# What is the intuitive meaning of a determinant? [duplicate]

I know how to calculate a determinant, but I wanted to know what the meaning of a determinant is? So how could I explain to a child, what a determinant actually is.

Could I think of it as a measure of independence of the columns or rows? Or is there another interpretation that is even simpler?

Edit: The explanation should also explain, the role of the determinant for the solvability of linear equations.

• Unless the child is already interested in determinants, there is no reason to explain them to her. Apr 12, 2016 at 14:48
• @GEdgar, (+1) such a great answer! Loved it :))
– user231343
Apr 12, 2016 at 16:10

The determinant is the volume of parallelepiped formed by the vectors.

Wikipedia is more precise:

Determinants express the signed $n$-dimensional volumes of $n$-dimensional parallelepipeds.

The determinant is zero iff the vectors are linearly dependent. In this sense, it is a coarse measure of the independence of vectors.

The finer measure of independence of the columns or rows is the rank.

A system of linear equations $Ax=b$ is solvable iff $rank(A)=rank(A\mid b)$, where $A\mid b$ is the augmented matrix.

Determinants appear in the actual solution of systems of linear equations via Cramer's rule (but this is mainly an important theoretical result, because it is not pratical, except for very small systems).

• I like this, but it seems hard for me to connect this to solving linear equastions. Why should the volume have something to do with the solvability of a system. Still a nice interpretation. Apr 12, 2016 at 14:38

Adding to lhf's answer, you can think of the 'geometric' meaning of this volume interpretation: think of how $A$ acts on the vector space $V$.

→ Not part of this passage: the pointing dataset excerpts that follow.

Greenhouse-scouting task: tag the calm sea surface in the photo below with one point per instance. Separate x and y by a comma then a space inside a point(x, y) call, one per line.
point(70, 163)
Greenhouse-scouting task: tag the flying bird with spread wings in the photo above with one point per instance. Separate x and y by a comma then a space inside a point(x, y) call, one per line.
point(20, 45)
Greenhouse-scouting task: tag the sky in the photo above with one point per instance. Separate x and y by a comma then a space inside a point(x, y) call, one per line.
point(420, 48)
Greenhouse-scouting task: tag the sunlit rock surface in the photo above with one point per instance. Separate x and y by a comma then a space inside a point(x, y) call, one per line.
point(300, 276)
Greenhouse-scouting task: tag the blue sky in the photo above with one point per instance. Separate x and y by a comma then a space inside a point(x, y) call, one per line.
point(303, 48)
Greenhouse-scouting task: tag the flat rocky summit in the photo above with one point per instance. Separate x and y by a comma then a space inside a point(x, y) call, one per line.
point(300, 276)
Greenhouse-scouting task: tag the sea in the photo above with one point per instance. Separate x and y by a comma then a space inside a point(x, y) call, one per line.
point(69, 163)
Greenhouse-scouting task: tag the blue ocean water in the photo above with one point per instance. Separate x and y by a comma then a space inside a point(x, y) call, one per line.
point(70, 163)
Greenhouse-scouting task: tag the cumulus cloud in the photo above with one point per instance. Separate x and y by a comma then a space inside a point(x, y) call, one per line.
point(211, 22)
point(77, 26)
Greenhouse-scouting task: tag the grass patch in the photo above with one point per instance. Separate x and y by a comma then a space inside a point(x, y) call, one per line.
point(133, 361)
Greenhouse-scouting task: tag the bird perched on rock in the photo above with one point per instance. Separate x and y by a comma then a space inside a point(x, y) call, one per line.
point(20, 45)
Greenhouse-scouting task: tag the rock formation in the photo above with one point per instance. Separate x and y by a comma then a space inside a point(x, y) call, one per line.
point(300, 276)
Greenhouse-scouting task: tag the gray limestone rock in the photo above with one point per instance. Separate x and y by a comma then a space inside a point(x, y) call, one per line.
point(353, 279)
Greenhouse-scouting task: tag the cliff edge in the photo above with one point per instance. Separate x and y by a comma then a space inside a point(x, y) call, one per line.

The volume of the parallelepiped is connected to this interpretation in that the parallelepiped is the image under $A$ of the unit cube. In other words, the parallelepiped is a small-scale model of how $A$ acts on the whole of $V$ (because of linearity!).

When the volume is $0$, it means one or more dimensions were lost in the transfomation (the 'area' of a line or the 'three dimensional volume' of a plane are both zero). This means that, for $Ax = b$, some vectors $b$ – those that have a component in the 'lost dimensions' – won't be reachable at all, while any others will admit multiple solutions (because adding to $x$ some $u$ that lies in those dimensions that are discarded by $A$ does not change the result).

I think @lhf 's answer is the best intuitive explanation.

In response to your edit: a system of $n$ linear equations in $n$ unknowns will always have a unique solution if and only if the determinant is not $0$, because that is the condition that says the rank is $n$ so the corresponding linear map is one to one and onto. But in practice you don't use determinants to solve the equations - although students find it cool, Cramer's rule is really only of theoretical interest. Gaussian elimination (and more advanced numerical methods) do the job better, and give you more information - even when the determinant is $0$ the equation will sometimes have solutions, and when it does they won't be unique.

The intuition I have stuck with once I discovered it is the following. Let $f(x) = Ax$ be a linear transform where $A$ is an $n \times n$ matrix. Then the determinant $|A|$ is the volume scaling factor of the transform $f$. That is, if $S$ is a set in $n$-space that has volume $V$, then $f(S)$ is a set in $n$-space that has volume $V \cdot |A|$.